Allen to have surgery on ankle

SEATTLE -- Three-time NBA All-Star Ray Allen, facing
arthroscopic surgery on his right ankle, said Friday he doesn't know how long he will be missing from the Seattle SuperSonics lineup.

"The doctor hasn't given me any timetable yet," Allen said in
a conference call from Los Angeles, where Dr. Richard Ferkel is
scheduled to remove at least one bone chip from his ankle Saturday.

The shooting guard, whose return is a key to the Sonics' success
this season, said Ferkel discovered one bone chip in his ankle
through an MRI, but told him there could be more.

Ferkel will remove the bone chip and "other debris" in the
ankle in a 90-minute operation, Allen said.

It will be the first surgery in Allen's basketball career.

While Allen doesn't know when he can get back for the Sonics, he
said Ferkel told him he wouldn't be able to put any weight on his
right ankle for at least two weeks.

"I need to take care of what I need to take care of," he told
reporters. "I just know there's two weeks where I can't put any
pressure on my leg. After that, I don't know."

Ferkel will put Allen's right ankle in a half cast Saturday,
Allen said. The doctor will remove the cast and put it in a splint
when he re-examines the player next Thursday.

Allen said the doctor discussed the possibility of tightening
ligaments in both of his ankles, but decided against it after an
MRI taken in Milwaukee, where Allen formerly played, showed they
hadn't become any looser.

"My ankles aren't any worse than before," Allen said.
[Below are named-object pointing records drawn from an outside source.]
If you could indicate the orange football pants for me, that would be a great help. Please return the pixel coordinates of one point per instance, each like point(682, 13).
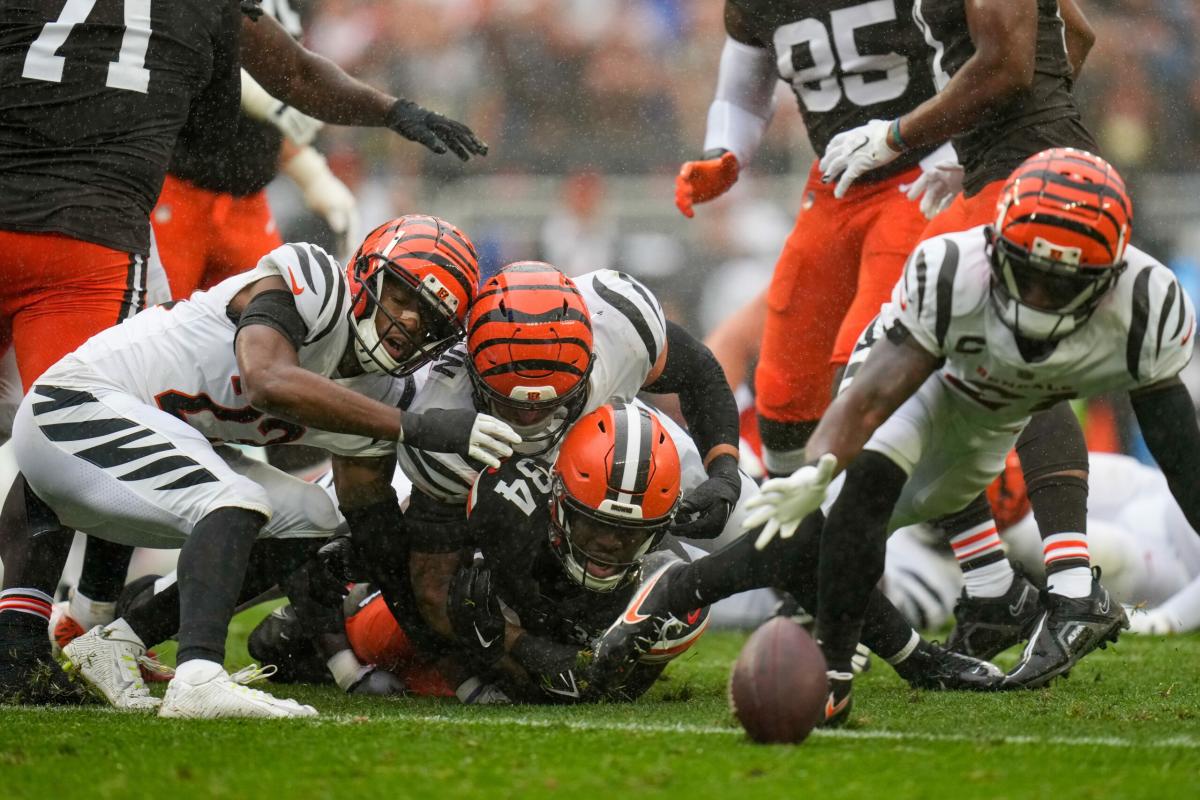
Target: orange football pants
point(838, 266)
point(205, 236)
point(59, 292)
point(378, 639)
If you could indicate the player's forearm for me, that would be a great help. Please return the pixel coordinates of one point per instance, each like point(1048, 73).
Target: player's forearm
point(306, 80)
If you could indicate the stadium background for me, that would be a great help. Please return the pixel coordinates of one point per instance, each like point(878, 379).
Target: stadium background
point(591, 106)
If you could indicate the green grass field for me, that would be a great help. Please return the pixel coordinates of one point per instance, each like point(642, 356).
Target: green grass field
point(1126, 725)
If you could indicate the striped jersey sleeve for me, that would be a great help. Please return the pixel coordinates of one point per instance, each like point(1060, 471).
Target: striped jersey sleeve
point(1162, 323)
point(317, 282)
point(924, 296)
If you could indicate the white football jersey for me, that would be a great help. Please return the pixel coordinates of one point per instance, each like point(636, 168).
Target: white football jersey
point(179, 358)
point(629, 332)
point(1140, 334)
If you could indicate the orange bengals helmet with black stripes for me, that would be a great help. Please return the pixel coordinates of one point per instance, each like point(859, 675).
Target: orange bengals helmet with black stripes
point(437, 263)
point(615, 491)
point(1059, 244)
point(529, 346)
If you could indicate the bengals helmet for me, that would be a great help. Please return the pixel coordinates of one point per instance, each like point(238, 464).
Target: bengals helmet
point(615, 491)
point(437, 263)
point(529, 347)
point(1059, 242)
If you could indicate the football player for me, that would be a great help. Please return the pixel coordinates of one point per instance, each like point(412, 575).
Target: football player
point(1049, 302)
point(564, 551)
point(541, 350)
point(117, 440)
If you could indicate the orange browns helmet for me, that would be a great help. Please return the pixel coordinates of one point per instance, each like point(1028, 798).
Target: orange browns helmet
point(529, 341)
point(1007, 495)
point(615, 491)
point(437, 262)
point(1059, 245)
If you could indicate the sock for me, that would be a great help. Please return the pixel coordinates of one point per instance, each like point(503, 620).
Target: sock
point(90, 613)
point(211, 569)
point(25, 609)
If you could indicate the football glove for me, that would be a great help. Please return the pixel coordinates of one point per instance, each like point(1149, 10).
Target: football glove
point(700, 181)
point(328, 197)
point(784, 503)
point(436, 132)
point(706, 510)
point(475, 614)
point(855, 152)
point(936, 187)
point(473, 435)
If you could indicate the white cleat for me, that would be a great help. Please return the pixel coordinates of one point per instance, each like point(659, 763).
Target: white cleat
point(107, 657)
point(203, 690)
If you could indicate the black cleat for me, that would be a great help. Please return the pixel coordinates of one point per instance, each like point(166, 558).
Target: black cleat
point(29, 674)
point(839, 701)
point(937, 668)
point(985, 626)
point(1068, 630)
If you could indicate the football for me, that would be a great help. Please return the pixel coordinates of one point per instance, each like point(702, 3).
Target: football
point(778, 686)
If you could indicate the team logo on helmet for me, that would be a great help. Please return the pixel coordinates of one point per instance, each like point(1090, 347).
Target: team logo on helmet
point(437, 264)
point(615, 491)
point(1059, 244)
point(531, 350)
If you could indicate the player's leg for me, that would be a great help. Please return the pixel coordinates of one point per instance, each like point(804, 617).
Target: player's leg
point(244, 232)
point(810, 292)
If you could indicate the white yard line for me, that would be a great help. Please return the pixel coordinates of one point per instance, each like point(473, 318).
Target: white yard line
point(1186, 743)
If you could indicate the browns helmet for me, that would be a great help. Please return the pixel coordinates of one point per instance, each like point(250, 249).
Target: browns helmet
point(1059, 242)
point(529, 347)
point(615, 491)
point(437, 263)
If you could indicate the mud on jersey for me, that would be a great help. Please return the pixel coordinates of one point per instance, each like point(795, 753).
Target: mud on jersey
point(629, 331)
point(1033, 120)
point(93, 95)
point(1140, 334)
point(847, 62)
point(180, 358)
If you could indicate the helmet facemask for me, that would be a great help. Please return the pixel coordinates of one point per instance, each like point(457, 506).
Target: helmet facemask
point(438, 326)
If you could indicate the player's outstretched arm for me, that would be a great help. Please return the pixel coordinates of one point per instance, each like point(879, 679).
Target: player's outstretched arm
point(1168, 422)
point(321, 89)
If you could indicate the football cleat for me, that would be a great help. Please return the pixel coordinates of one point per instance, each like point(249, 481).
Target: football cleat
point(985, 626)
point(216, 693)
point(108, 659)
point(839, 701)
point(1068, 630)
point(29, 674)
point(937, 668)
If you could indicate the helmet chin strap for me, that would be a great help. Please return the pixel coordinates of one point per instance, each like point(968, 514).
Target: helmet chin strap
point(372, 356)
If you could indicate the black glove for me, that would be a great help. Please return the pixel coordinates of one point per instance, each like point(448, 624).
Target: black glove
point(474, 613)
point(377, 683)
point(432, 130)
point(706, 509)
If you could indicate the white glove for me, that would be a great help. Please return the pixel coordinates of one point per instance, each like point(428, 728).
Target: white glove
point(855, 152)
point(295, 125)
point(936, 187)
point(1151, 621)
point(474, 691)
point(784, 503)
point(327, 196)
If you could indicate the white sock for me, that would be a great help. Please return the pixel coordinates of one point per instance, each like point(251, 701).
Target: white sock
point(990, 581)
point(198, 671)
point(1074, 582)
point(88, 612)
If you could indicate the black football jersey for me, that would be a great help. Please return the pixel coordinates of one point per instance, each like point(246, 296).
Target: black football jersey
point(847, 62)
point(208, 161)
point(509, 522)
point(1043, 116)
point(93, 96)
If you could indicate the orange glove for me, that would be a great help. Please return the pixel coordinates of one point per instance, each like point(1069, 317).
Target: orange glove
point(700, 181)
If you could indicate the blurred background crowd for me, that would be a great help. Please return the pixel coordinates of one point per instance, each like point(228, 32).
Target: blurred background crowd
point(591, 106)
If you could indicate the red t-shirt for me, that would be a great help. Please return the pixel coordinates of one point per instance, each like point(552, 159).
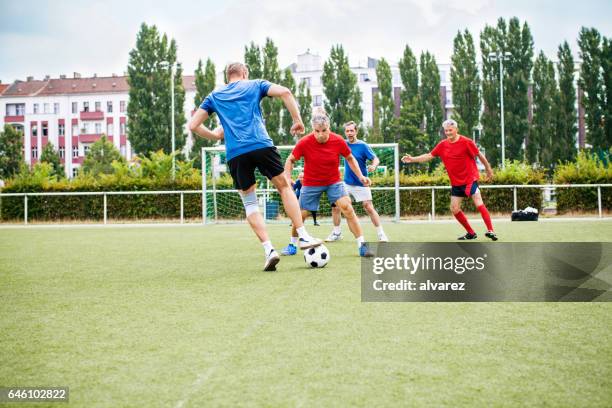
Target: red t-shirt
point(459, 160)
point(321, 160)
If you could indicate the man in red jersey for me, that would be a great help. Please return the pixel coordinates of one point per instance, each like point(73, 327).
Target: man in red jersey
point(321, 151)
point(458, 155)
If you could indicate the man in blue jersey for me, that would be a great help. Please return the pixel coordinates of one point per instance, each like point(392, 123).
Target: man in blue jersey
point(360, 193)
point(248, 147)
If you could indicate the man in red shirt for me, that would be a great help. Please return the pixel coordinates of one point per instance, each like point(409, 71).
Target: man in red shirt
point(458, 155)
point(321, 151)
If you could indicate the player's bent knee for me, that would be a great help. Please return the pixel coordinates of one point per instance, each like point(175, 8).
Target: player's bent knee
point(249, 200)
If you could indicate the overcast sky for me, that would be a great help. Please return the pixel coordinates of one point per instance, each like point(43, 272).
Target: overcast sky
point(50, 38)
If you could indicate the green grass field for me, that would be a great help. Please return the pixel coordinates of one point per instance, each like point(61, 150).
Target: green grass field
point(172, 317)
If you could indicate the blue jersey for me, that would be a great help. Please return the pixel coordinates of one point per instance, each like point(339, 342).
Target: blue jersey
point(362, 153)
point(237, 105)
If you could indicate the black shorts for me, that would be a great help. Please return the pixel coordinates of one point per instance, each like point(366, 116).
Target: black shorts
point(242, 168)
point(466, 190)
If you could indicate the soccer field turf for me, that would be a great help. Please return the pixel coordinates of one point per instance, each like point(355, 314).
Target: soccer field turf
point(183, 316)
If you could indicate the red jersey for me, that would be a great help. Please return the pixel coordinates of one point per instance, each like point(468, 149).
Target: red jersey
point(321, 160)
point(459, 160)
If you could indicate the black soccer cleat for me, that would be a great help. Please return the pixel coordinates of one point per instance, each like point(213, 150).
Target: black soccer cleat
point(491, 234)
point(467, 237)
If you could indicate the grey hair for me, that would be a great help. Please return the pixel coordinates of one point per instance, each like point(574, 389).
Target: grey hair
point(319, 117)
point(449, 123)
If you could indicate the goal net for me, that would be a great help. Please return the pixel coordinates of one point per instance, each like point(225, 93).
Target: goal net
point(222, 203)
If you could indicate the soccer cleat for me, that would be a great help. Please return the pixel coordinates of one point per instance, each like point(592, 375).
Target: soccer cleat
point(491, 234)
point(332, 237)
point(365, 252)
point(271, 260)
point(289, 250)
point(383, 237)
point(310, 242)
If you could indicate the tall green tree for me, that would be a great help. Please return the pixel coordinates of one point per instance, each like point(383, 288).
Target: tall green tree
point(51, 156)
point(343, 97)
point(592, 83)
point(100, 157)
point(271, 107)
point(517, 40)
point(465, 81)
point(286, 120)
point(411, 137)
point(11, 155)
point(205, 83)
point(383, 102)
point(544, 123)
point(149, 107)
point(252, 58)
point(431, 105)
point(304, 99)
point(564, 147)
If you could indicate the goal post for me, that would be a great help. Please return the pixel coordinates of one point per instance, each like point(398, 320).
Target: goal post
point(221, 202)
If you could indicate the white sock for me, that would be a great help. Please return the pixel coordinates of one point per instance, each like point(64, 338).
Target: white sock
point(302, 232)
point(267, 247)
point(360, 240)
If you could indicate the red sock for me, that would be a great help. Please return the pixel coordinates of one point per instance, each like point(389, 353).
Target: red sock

Allen was injured in practice and took himself out late in the
third quarter of Seattle's final exhibition game against Golden
State, on Oct. 22.

Allen, 28, averaged 24½ points in 29 games for the Sonics last
season after being acquired in a blockbuster trade that sent Gary Payton, the franchise's all-time leading scorer, to Milwaukee.

Allen has a 19.9-point career scoring average in 523
regular-season games. He also has averaged 24.2 points in 26 career
playoff games.

Last summer, Allen was a member of the U.S. team that qualified
for the Athens Olympics. In 2000, he played for the U.S. squad that
won a gold medal at the Sydney Olympics.

The Sonics, with Ronald Murray scoring a career-high 24 points
as Allen's replacement, beat the Los Angeles Clippers 109-100 this
week in their opener in Japan.

Allen said he has a lot of confidence that the Sonics -- and
Murray -- will play well until he returns.

"On our team, we have great talent," he said.

The Sonics missed the playoffs with a 40-42 record last season.